Dimo chuckled. “Nah, Maxim von’t miss a chance to show off his table manners unless he din eat for days. Und ve dun sleep so much as regular pipple. Is fine.”

“… Come to think of it,” and she did notice that Dimo looked suspicious as she spoke, “I think I’ve only seen you at meals for the last little while?”

“Ho. Vell. Hy heard hyu vas… vanting to get efferybody’s clothes all fixed up.”

And he’d made himself scarce? But aside from needing a wash, Dimo’s clothes looked fine-- unless he was hiding damage somewhere, there didn’t seem to be any obvious rips or tears. “I wasn’t going to insist,” she offered, “and your clothes seem to be in pretty good shape, anyway.”

“Vas chust kind of vorried hyu vanted… Hy dunno vot. To gets us dressed op like de guys dot vent vit de Baron.”

“… I couldn’t even if I wanted to,” Agatha started, “and I wouldn’t try to talk you into wearing anything you didn’t like. Mending was something I could offer.”

“Hy figured most of dot out vhen Hy saw hyu din’ bother vit Maxim’s shirt,” Dimo admitted, shrugging a little-- embarrassed a little, too, Agatha thought.

“I wish I could just give him a new one,” Agatha admitted. Maybe if it turned out there was money attached to being Lady Heterodyne. There probably was, but that didn’t help anyone right now. “Maxim’s shirt is a little bit beyond mending-- or at least the sleeves are.”

“Dot’s cawse he picks out de vorst dem shirts,” and Dimo grumbling was so much more normal than Dimo embarrassed that Agatha had to smile.

“Does he really? I thought it was the clank glove making short work of them.”

“He alvays ends up vit cotton,” which was not the most hard-wearing fabric-- it was actually pretty delicate-- “und says ‘ho, no, Dimo, hyu is being schtupid, dis is a nize soft shirt,’ und den it starts vearing out in a couple months. Hyu’d tink he’d be de vun to hold out for a silk shirt, dot might last him a year, but voteffer devil’s luck he gots finding boots, he dun gots enny sense in getting a goot shirt.”

“That sounded like it’s been brewing for a while.” Agatha would honestly not have expected Dimo, with his air of cultivated scruffiness, to be the Jäger with views on fabric choices.

“Hyu haff no idea,” he sighed, and Agatha reached over to pat his shoulder. “Ve’s hard on clothes. Hyu ken’t chust grab de furst ting dot fits hyu und expect it to last ten years. Hyu gots to plan dis schtuff.”

There was nothing at the post office, not even a book, so effectively they’d just taken a walk back and forth-- which was fine. It let Agatha be seen. It let Dimo be seen-- and maybe it didn’t do his reputation as a fearsome Jäger any favors if they were overheard talking about wool quality in army uniforms on the way back, but Agatha still found it interesting that Dimo could tell how much a Spark or lord or Sparky lord cared about the welfare of their troops (or at least the opinions of their generals) by the fabric of their uniforms.

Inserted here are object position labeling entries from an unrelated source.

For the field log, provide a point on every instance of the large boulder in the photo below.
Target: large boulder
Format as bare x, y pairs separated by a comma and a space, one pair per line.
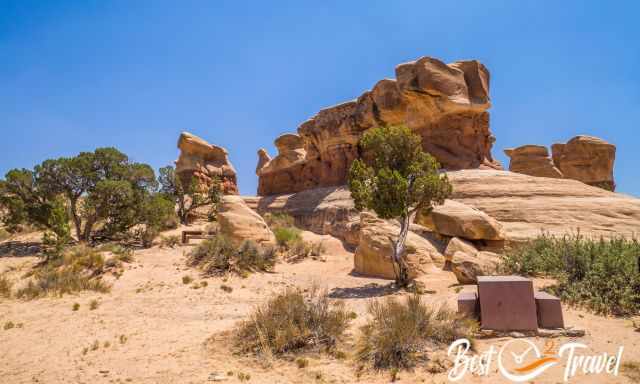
203, 161
524, 207
588, 159
467, 267
374, 252
446, 104
457, 245
457, 219
527, 206
532, 160
239, 222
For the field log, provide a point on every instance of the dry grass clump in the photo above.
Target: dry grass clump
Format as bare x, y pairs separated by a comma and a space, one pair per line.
78, 269
289, 238
401, 334
293, 321
219, 255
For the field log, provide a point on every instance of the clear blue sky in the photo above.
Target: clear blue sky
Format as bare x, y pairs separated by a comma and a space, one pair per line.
75, 75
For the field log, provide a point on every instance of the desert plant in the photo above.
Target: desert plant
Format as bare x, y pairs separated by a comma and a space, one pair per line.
286, 235
401, 334
396, 179
279, 220
169, 241
5, 287
188, 194
4, 234
78, 269
292, 321
219, 255
599, 274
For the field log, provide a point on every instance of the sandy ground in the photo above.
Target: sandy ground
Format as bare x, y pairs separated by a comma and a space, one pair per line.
152, 328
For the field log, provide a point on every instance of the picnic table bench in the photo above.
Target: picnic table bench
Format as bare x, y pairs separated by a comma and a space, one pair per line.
186, 235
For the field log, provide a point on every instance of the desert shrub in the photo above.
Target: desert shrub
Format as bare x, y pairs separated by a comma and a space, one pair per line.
401, 334
5, 287
601, 275
169, 241
219, 255
293, 321
286, 235
78, 269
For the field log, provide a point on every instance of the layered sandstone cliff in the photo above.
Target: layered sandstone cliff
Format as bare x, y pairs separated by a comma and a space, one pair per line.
205, 162
584, 158
446, 104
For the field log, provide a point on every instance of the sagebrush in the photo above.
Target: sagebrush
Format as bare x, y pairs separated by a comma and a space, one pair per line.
399, 335
599, 274
293, 321
79, 269
220, 255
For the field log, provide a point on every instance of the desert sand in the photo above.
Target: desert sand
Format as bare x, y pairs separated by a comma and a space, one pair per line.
153, 328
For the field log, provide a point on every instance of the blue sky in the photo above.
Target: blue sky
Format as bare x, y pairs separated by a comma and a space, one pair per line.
75, 75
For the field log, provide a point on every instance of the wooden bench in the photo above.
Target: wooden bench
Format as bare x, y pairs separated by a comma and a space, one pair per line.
186, 235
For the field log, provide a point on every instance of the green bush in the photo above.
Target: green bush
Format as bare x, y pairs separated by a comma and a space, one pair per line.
169, 241
77, 270
286, 235
399, 335
601, 275
219, 255
279, 220
293, 321
5, 287
4, 235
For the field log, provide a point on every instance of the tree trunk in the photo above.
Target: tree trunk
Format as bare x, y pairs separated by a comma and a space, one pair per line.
400, 265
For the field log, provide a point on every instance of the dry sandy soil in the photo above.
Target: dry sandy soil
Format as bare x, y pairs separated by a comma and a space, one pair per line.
152, 328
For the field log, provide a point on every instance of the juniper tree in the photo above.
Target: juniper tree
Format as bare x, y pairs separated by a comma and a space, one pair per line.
395, 178
187, 193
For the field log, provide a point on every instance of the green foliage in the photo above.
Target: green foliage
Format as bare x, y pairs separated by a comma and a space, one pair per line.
394, 175
219, 255
188, 194
293, 321
399, 335
279, 220
78, 269
5, 287
286, 235
601, 275
395, 178
169, 241
101, 187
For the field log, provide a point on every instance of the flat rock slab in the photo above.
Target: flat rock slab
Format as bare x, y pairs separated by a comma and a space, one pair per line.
507, 303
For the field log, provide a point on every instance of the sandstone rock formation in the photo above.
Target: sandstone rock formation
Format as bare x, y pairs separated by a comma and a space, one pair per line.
587, 159
240, 223
446, 104
532, 160
457, 245
373, 255
205, 161
456, 219
583, 158
526, 206
523, 205
468, 267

But with nothing heavier on her mind than that, Agatha checked in with Lilith and was told nothing pressing needed her that morning, lost Dimo to Adam-- Agatha had gathered that it was nice to have openly inhumanly-strong help in the workshop-- and returned to her books. She devoured a book on political systems through the ages that gave an admittedly Europa-centric view of, well, political systems, over the last five thousand years or so. Agatha had never really thought about the differences between types of governments, or even really known there were so many-- even in Europa. She likely should have, after brushing up on the Pax Transylvania. Rulers could do what they liked and rule how they liked, whether they were the aristocracy of the Fifty Families, ruling much the way they had since the Middle Ages, or the Sparky surviving Great Houses, who tended to see governance the same way Sparks saw everything, as a system they could improve if they learned to understand it.

Agatha supposed that would be a pitfall for her, too-- the more she read, the more often she found herself making notes about how things could be altered for the better, and looking back over her notes she suspected as many of her ideas were unorthodox or unworkable as they were potentially useful. It was all sadly similar to the situation with the castle-- she needed to learn everything she could, but she wouldn’t know for sure what she could do with that knowledge until she actually got where she was going and had a good look around.

On the other hand, she did struggle a little with some of the principles driving aristocracy. Inheriting a title and the job of running the associated lands because your great-great-great grandfather had been particularly good at killing people in full armor was one thing, but there was an alarming tendency to only marry other descendents of skilled killers (recently, including Sparks from the Great Houses), turning the family trees of the Fifty Families into something much more like a thicket or hedgerow, branches twisting back around on themselves. Marriage-based treaties were all well and good once in a while, but wouldn’t it make more sense to marry someone who loved the region or its people, or who at least had a family history of healthy offspring? She probably ought to ask Jenka; her ‘bloodline game’ had some complicated rules, and Agatha wasn’t at all sure what the conditions for winning were.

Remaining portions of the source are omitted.